Privacy and security analysts say the California law helped along the swift disclosure of these latest incidents because the national companies could not tell its California customers of the security breaches without notifying everyone.

Now, as more states pass laws similar to California's, a number of bills are pending in Congress that would create a federal disclosure standard, but critics say these proposals give the companies authority to decide whether full disclosure is required at all.

"Congress is trying to undercut all the great work of the states," said Edmund Mierzwinski, consumer program director for the U.S. Public Interest Research Groups, the national advocacy group for state PIRGs. "The states have the best laws forcing [companies] to disclose if information is lost."

The Who and When of Notification

All of the current major House and Senate bills dealing with consumer notification allow "triggers" for disclosure, meaning that in order to launch the notification process, the companies must find evidence that harm will come to individuals as a result of the security breach.

Most of the bills also have some language that would permit new federal measures to trump states' notification processes.

A number of lawmakers, banking industry associations and others who represent the institutions affected by disclosure standards say that not all breaches result in harm, and a balance of interests must be considered. Aside from unduly scaring customers even when a breach doesn't directly affect them, notification can heap huge expenses on businesses' pocketbooks and reputations, they say.

Among the bills up for consideration is the Financial Data Security Act, co-sponsored by Reps. Dennis Moore, D-Kan., Deborah Pryce, R-Ohio, and Mike Castle, R-Del. It includes a provision that calls for an investigation by the company first to decide if notification is necessary. This bill would also supersede state laws.

"If following the investigation, they find that the breach will reasonably result in fraud, then they are required to notify consumers," Moore told FOXNews.com. "We want to be reasonable here, and not impose an undue burden on the consumer or the business."

"We don't want a situation where consumers are inundated with potential breach alerts, and like the boy who cried 'wolf,' can't then recognize when their information has been put in serious harm's way," Pryce said.

Fritz Elmendorf, spokesman for the Consumer Bankers Association, said his group supports legislation that will pre-empt state laws on the notification issue, in part because banks should have the discretion of notifying only those customers who might have been specifically affected by a security breach.
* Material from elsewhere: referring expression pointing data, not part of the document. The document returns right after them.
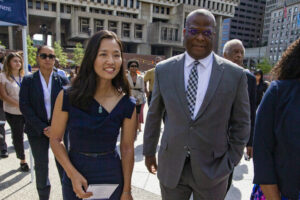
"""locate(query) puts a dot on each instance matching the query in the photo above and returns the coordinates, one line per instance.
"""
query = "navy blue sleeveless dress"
(96, 131)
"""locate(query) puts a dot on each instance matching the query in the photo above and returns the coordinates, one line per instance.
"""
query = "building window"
(126, 30)
(99, 25)
(84, 25)
(131, 3)
(113, 26)
(138, 30)
(54, 7)
(68, 9)
(38, 5)
(30, 5)
(164, 33)
(62, 10)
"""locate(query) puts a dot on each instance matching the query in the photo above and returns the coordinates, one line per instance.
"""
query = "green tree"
(78, 54)
(31, 51)
(265, 66)
(60, 54)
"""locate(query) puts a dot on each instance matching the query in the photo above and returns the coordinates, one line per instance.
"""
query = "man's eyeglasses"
(196, 31)
(44, 56)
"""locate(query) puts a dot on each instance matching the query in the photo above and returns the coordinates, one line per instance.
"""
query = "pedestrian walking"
(37, 97)
(277, 133)
(137, 89)
(94, 109)
(10, 83)
(207, 122)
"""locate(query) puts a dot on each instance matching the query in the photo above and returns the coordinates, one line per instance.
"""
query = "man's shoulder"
(228, 65)
(169, 62)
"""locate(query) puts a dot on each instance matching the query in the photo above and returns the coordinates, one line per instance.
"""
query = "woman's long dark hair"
(85, 84)
(288, 66)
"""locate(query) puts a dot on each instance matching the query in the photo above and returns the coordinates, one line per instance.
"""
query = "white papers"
(101, 191)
Since banks and credit card companies use third parties to process all kinds of transactions, including credit reporting, an enormous amount of data is being exchanged, he said.
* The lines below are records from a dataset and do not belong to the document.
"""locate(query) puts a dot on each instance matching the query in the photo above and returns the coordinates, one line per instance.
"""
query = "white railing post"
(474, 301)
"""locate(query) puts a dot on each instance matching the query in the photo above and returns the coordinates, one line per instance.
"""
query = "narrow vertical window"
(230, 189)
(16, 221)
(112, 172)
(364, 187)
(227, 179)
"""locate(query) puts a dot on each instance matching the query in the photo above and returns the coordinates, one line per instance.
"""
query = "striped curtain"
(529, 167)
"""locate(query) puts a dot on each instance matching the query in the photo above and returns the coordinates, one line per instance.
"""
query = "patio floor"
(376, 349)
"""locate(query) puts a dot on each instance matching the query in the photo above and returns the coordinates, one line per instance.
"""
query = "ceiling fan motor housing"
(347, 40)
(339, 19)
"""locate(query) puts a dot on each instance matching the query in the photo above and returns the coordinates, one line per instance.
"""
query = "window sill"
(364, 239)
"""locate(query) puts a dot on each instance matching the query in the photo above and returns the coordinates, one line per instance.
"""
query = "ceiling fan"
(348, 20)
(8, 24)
"It does get a little more complicated when third parties are involved, and banks would seek discretion to work with the affected parties, to have some flexibility," said Elmendorf.

"Banks are always going to err on the side of protecting consumers," said John Hall, spokesman for the American Bankers Association, which is also looking for flexibility and notification standards that pre-empt the state laws.

"If Congress does act in this area," he added, it is ABA's hope "that a uniform approach be taken so financial services and companies aren’t subject to a hodgepodge of laws."

On the other hand, Cato's Harper says the notification is just a "sideshow" to the real problem of security. He said states and consumers should have the ability to sue companies under the common law liability rule where harm by security breaches can be proven. Courts in New Hampshire and Michigan have already tested this, Harper said, and it would be a more effective way of putting companies on notice.

"Most likely, if this rule were adopted, then companies would be more proactive about protecting their consumers," he said.

Montezemolo said a bipartisan bill introduced by leaders in the Senate Judiciary Committee looks to be the least pre-emptive, in that it allows the federal government and state attorneys general, not just the affected company, help determine whether notification is required.

"We just want to see something comprehensive for the consumer," she said.